5. EFFECTIVE MANAGEMENT TEAM

While potential buyers will value the management team differently from one another, a strong team with a successful track record will play an important role in the valuation of the company. 

A pure financial buyer will value a team who can keep the business running and can execute the contemplated growth plan. Businesses that depend upon one particular person, chef, or restaurateur, may be deemed less valuable, because of the risk of losing that key person. 

A strategic buyer may plan on acquiring the business and creating economy of scale by eliminating senior positions, then merging companies together. In this case, the strategic buyer will focus upon store level talent and operational middle management. Showing low turnover and retention will be key to keeping the valuation high. 

 

6. SAME STORE PERFORMANCE

The market will analyze year over year store performances that are a year or older. Sales and bottom line results of same stores will be one of the most important factors in valuing a business. These are a reflection of brand loyalty, competitive landscape, and operational performance.

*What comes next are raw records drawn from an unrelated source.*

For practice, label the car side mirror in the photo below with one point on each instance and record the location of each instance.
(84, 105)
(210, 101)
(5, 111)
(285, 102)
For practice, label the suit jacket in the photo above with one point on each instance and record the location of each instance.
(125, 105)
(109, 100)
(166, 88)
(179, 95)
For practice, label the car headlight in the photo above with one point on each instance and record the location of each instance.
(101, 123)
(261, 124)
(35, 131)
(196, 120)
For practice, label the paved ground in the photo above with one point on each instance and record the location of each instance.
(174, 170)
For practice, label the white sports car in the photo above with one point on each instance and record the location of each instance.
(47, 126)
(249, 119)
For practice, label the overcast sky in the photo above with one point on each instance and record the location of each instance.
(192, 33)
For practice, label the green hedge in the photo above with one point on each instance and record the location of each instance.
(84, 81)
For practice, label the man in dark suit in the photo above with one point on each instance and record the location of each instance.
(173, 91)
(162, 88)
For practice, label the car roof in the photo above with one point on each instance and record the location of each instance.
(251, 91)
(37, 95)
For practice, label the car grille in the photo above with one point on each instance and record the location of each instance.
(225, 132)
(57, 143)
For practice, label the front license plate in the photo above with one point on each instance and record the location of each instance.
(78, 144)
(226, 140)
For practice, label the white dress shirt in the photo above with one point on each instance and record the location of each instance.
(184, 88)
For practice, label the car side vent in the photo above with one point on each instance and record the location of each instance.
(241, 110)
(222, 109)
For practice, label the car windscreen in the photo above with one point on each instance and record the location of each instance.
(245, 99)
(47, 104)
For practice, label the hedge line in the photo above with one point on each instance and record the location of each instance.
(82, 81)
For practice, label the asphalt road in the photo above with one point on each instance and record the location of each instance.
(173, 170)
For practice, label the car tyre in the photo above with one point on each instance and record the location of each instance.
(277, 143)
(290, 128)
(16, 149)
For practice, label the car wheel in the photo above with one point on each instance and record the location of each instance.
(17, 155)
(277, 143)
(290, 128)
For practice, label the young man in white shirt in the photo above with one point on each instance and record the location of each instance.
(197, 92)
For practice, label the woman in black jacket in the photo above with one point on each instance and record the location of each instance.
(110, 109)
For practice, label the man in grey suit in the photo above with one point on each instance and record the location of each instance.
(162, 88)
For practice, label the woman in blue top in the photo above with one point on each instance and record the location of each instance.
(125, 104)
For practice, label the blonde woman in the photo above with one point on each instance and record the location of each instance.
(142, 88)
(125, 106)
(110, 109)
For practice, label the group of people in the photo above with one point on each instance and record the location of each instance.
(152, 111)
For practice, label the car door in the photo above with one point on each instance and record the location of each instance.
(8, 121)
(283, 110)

When Chipotle experienced health safety issues and traffic to their stores softened, the valuation of the business took a significant hit, based on lower same store sales performance. As soon as same store performance showed improvement, Chipotle's market cap steadily grew back.   

7. BRAND LOYALTY

Buyers will evaluate “raving fans” and in some cases “cult following”. Database, repeat customers, digital presence, and demographics will be analyzed to evaluate how strong the brand is and how likely it is for the brand to continue to perform at that level. Who is your customer? How well-known is your brand? Is your brand memorable? 

When Shake Shack went public, it was valued at over 100 times EBITDA. The brand awareness and reputation played a significant role in Wall Street’s valuation of the company. The association of Shake Shack's founder and acclaimed restauranteur, Danny Meyer, brought a new level of recognition for the Brand.